The ablation study indicates that both the low-level and high-level fusion processes are essential and cannot be removed without degrading the performance of the model, and accurate semantic segmentation can be achieved only when these two fusion processes are combined to process images.
5. Conclusions and Future Work
In the task of semantic segmentation for high-resolution images, achieving accurate segmentation results necessitates a comprehensive analysis of both detailed features and contextual information within the image. This paper presents a novel model specifically designed for performing ultra-high-resolution remote sensing imagery’s semantic segmentation. This model uses an attention mechanism and a multi-branch structure to perform feature fusion at two levels, and by adding the SENet module and transformer, it can effectively complete fine image processing through the local and surrounding branches and enhance the precision of semantic segmentation using the global contextual information captured by the global branch. We conducted extensive testing on the Vaihingen and Potsdam datasets, which encompass a diverse range of urban scenes and natural landscapes, ensuring the robustness of our approach. Compared to the majority of ResNet-based models, this model has higher segmentation precision.
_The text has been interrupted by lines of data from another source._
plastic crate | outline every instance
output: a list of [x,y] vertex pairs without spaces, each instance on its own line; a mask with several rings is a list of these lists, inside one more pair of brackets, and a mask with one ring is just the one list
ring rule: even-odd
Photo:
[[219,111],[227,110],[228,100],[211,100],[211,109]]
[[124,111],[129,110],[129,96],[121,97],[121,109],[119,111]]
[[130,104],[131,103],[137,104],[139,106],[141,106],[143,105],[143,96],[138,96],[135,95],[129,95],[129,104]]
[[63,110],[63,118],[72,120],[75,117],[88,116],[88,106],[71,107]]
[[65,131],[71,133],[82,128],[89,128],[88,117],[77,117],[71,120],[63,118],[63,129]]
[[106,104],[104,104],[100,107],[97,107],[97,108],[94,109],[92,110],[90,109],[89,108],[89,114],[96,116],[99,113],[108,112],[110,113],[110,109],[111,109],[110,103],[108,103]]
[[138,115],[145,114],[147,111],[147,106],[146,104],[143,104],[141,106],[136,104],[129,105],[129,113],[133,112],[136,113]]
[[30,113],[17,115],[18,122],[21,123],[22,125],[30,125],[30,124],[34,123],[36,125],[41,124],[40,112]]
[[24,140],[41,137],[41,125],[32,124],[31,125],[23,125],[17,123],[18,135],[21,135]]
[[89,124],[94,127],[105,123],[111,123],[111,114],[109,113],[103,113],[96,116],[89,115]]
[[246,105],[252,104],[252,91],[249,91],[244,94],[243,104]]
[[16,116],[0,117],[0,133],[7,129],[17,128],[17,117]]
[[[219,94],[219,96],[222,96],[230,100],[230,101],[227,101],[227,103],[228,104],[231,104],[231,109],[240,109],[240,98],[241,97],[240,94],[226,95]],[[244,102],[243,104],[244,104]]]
Our research holds immense practical significance, as it offers valuable insights that can be applied across various domains in real-world applications. In fields such as unmanned driving and smart city, accurate semantic segmentation will greatly improve the security of targets to be identified or the accuracy of information systems, and it has significant real implications. Additionally, our approach enables the processing of remote sensing images within a specific time frame, allowing for the extraction of intricate information. This enables us to discern the patterns of development and changes in ground objects within a designated area, thus providing essential decision support for relevant stakeholders.
Our future work will focus on enhancing computational efficiency and promoting model lightweights. We aim to optimize the model architecture to reduce computational burdens while maintaining accuracy. This includes utilizing techniques such as deep convolution and point convolution instead of standard convolution, as well as integrating void convolution into the SE module to minimize computational parameters. Additionally, we will adjust the multi-branch structure and introduce a dynamic weight adjustment mechanism to accelerate processing speed without significantly impacting performance.